Tetsuo Handa May 4, 2022, 1:04 a.m. UTC | #14

On 2022/05/04 7:37, Eric Dumazet wrote:
>> I think we merged this patch too soon.
>>
>> My question is : What prevents rds_tcp_conn_path_connect(), and thus
>> rds_tcp_tune() to be called
>> after the netns refcount already reached 0 ?
>>
>> I guess we can wait for next syzbot report, but I think that get_net()
>> should be replaced
>> by maybe_get_net()
> 
> Yes, syzbot was fast to trigger this exact issue:

Does maybe_get_net() help?

Since rds_conn_net() returns a net namespace without holding a ref, it is theoretically
possible that the net namespace returned by rds_conn_net() is already kmem_cache_free()d
if refcount dropped to 0 by the moment sk_alloc() calls sock_net_set().

rds_tcp_conn_path_connect() {
  sock_create_kern(net = rds_conn_net(conn)) {
    __sock_create(net = rds_conn_net(conn), kern = 1) {
      err = pf->create(net = rds_conn_net(conn), kern = 1) {
        // pf->create is either inet_create or inet6_create
        sk_alloc(net = rds_conn_net(conn), kern = 1) {
          sk->sk_net_refcnt = kern ? 0 : 1;
          if (likely(sk->sk_net_refcnt)) {
            get_net_track(net, &sk->ns_tracker, priority);
            sock_inuse_add(net, 1);
          }
          sock_net_set(sk, net);
        }
      }
    }
  }
  rds_tcp_tune() {
    if (!sk->sk_net_refcnt) {
      sk->sk_net_refcnt = 1;
      get_net_track(net, &sk->ns_tracker, GFP_KERNEL);
      sock_inuse_add(net, 1);
    }
  }
}

"struct rds_connection" needs to hold a ref in order to safely allow
rds_tcp_tune() to call maybe_get_net(), which in turn makes pointless
to use maybe_get_net() from rds_tcp_tune() because "struct rds_connection"
must have a ref. Situation where we are protected by maybe_get_net() is
quite limited if long-lived object is not holding a ref.

Hmm, can we simply use &init_net instead of rds_conn_net(conn) ?

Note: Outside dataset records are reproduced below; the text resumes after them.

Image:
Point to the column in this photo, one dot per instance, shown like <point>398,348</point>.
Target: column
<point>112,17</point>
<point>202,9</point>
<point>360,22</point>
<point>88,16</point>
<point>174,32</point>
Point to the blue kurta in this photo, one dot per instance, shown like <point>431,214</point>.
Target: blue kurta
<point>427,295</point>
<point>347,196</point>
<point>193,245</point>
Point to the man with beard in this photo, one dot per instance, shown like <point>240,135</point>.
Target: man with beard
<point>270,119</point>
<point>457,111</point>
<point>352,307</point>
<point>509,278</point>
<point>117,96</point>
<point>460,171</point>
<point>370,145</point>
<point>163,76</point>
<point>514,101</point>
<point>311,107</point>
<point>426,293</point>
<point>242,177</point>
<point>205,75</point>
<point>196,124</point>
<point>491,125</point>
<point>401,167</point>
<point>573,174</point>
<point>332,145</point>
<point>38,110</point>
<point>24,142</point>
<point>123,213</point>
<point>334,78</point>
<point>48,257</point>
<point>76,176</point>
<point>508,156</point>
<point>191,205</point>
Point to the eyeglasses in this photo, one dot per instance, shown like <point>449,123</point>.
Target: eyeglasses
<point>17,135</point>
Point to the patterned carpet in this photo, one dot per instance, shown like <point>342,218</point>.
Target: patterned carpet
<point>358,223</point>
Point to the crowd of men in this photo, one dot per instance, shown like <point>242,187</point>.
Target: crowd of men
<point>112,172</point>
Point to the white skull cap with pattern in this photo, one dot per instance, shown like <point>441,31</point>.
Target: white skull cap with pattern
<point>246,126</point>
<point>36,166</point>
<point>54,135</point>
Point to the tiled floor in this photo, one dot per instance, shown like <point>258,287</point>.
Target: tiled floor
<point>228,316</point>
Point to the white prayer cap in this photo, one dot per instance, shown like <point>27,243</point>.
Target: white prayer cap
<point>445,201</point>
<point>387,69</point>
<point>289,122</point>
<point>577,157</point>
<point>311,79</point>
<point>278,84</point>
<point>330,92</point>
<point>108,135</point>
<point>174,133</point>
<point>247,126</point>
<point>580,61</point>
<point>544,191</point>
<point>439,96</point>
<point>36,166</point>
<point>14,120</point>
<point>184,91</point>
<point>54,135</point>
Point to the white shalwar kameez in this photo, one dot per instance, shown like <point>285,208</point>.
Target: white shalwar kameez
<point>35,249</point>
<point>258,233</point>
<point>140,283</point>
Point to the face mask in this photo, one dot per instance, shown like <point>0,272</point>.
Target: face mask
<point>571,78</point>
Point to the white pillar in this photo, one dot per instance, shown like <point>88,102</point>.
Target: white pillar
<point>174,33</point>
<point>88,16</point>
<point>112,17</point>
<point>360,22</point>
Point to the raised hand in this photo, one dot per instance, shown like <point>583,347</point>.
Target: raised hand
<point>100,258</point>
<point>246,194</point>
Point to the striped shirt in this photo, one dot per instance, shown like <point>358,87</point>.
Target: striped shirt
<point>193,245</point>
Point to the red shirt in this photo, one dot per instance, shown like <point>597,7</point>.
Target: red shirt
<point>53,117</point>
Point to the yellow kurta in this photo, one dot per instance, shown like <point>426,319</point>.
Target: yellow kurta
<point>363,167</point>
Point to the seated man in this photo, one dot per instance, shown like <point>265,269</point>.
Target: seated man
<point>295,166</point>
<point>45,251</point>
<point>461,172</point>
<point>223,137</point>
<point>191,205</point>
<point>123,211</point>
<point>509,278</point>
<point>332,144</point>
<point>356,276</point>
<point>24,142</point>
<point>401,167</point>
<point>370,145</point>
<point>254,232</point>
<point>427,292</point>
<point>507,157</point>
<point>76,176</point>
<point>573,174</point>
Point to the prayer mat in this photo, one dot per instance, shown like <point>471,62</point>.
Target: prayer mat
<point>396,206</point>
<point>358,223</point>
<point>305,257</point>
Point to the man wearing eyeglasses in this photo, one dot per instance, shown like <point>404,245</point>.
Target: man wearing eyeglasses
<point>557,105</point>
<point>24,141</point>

Eric Dumazet May 4, 2022, 3:09 a.m. UTC | #15

On Tue, May 3, 2022 at 6:04 PM Tetsuo Handa
<penguin-kernel@i-love.sakura.ne.jp> wrote:
>
> On 2022/05/04 7:37, Eric Dumazet wrote:
> >> I think we merged this patch too soon.
> >>
> >> My question is : What prevents rds_tcp_conn_path_connect(), and thus
> >> rds_tcp_tune() to be called
> >> after the netns refcount already reached 0 ?
> >>
> >> I guess we can wait for next syzbot report, but I think that get_net()
> >> should be replaced
> >> by maybe_get_net()
> >
> > Yes, syzbot was fast to trigger this exact issue:
>
> Does maybe_get_net() help?
>
> Since rds_conn_net() returns a net namespace without holding a ref, it is theoretically
> possible that the net namespace returned by rds_conn_net() is already kmem_cache_free()d
> if refcount dropped to 0 by the moment sk_alloc() calls sock_net_set().

Nope. RDS has an exit() handler called from cleanup_net()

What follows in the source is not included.